Was richtet Olympia an? Nicht nur Pandemiebekämpfer, auch Umweltaktivisten kritisieren die Haltung von Japans Premierminister Suga in Sachen Olympia.

(Foto: Jung Yeon-Je/AFP)

Ob man das wirklich noch Völkerverständigung nennen kann, was bei diesen Spielen abläuft, finden andere fraglich. Zuschauer und die meisten freiwilligen Helfer aus dem Ausland dürfen nicht kommen. Athletinnen und Athleten dürfen nur begrenzte Zeit im Olympischen Dorf bleiben. Viele vorolympische Trainingslager mit Begegnungsmöglichkeiten zwischen Gästen und Einheimischen wurden aus Virus-Angst abgesagt. "Diese Spiele haben ihre Bedeutung schon verloren", schreibt Kaori Yamaguchi, Olympia-Dritte im Judo von 1988 und Mitglied des Japanischen Olympischen Komitees in einem Gastbeitrag für die Nachrichtenagentur Kyodo. "Das IOC scheint zu denken, dass die öffentliche Meinung in Japan nicht wichtig ist."

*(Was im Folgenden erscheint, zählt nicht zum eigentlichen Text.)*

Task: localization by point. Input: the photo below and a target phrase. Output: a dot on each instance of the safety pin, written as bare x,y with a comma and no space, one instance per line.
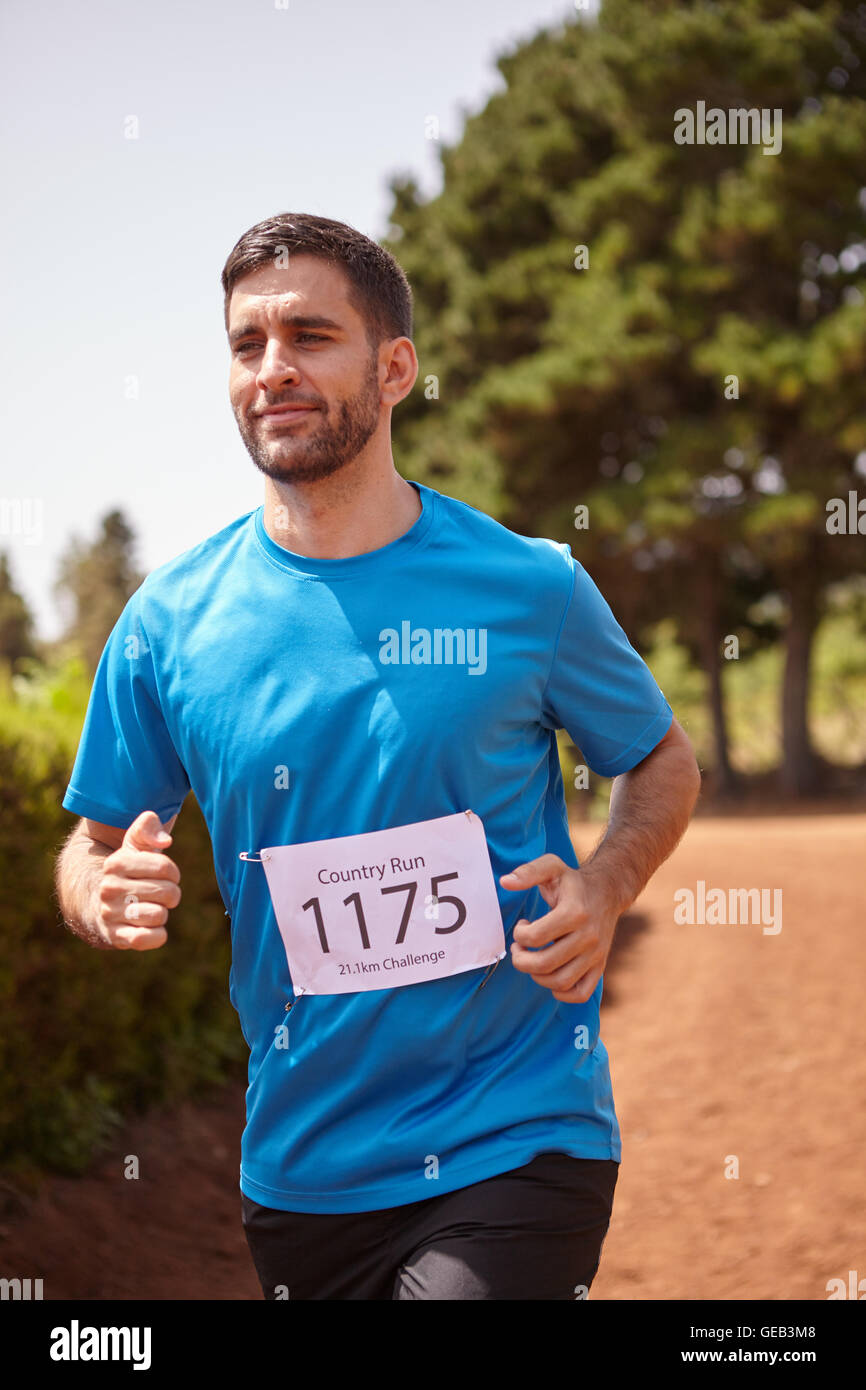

Die Financial Times berichtet, dass auch Sponsoren frustriert seien und dem Organisationskomitee Tocog intern eine weitere Verschiebung vorgeschlagen hätten, um mehr Zuschauer zulassen zu können und den Werbewert zu erhöhen. "Ich glaube nicht, dass der Vorschlag die Organisatoren stark beeinflussen wird", wird ein leitender Sponsoren-Vertreter zitiert. Im 15,4-Milliarden-Dollar-Budget der verschobenen Tokio-Spiele steckt die Rekord-Sponsorensumme von rund 3,5 Milliarden US-Dollar. Aber das IOC finanziert sich vor allem aus Fernsehverträgen, und das Fernsehen braucht Zuschauer im Stadion nicht unbedingt. Tocog dementiert den FT-Bericht: Es habe keinen solchen Vorschlag gegeben.

Die Infektionszahlen sind gesunken, aber Japans Gesundheitssystem ist weiterhin überlastet

An allen Ecken scheint Widerstand gegen Olympia in Tokio aufzuflammen. So runtergefahren und abgeschottet sind die Spiele eben doch nicht, als dass sie die Pandemie nicht neu anfachen könnten. Die Infektionszahlen in Tokio sind zwar im aktuellen Corona-Notstand gesunken, aber Japans anfälliges Gesundheitssystem ist weiterhin überlastet. Das Impfprogramm nimmt Fahrt auf, trotzdem sind erst etwas mehr als drei Prozent der 126 Millionen Menschen in Japan vollständig geimpft. "Impfungen im jetzigen Tempo helfen nicht, Infektionen während Olympia vorzubeugen", sagte Haruo Ozaki, der Vorsitzende der Tokyo Medical Association, jüngst der Nachrichtenagentur AP und warnte wie andere vor ihm: "Olympia kann die globale Verbreitung verschiedener Mutanten des Virus auslösen."

Genau deshalb kämpft Shigeru Omi jetzt mit Worten und Wissen gegen die olympische Unvernunft der japanischen Machtpolitiker.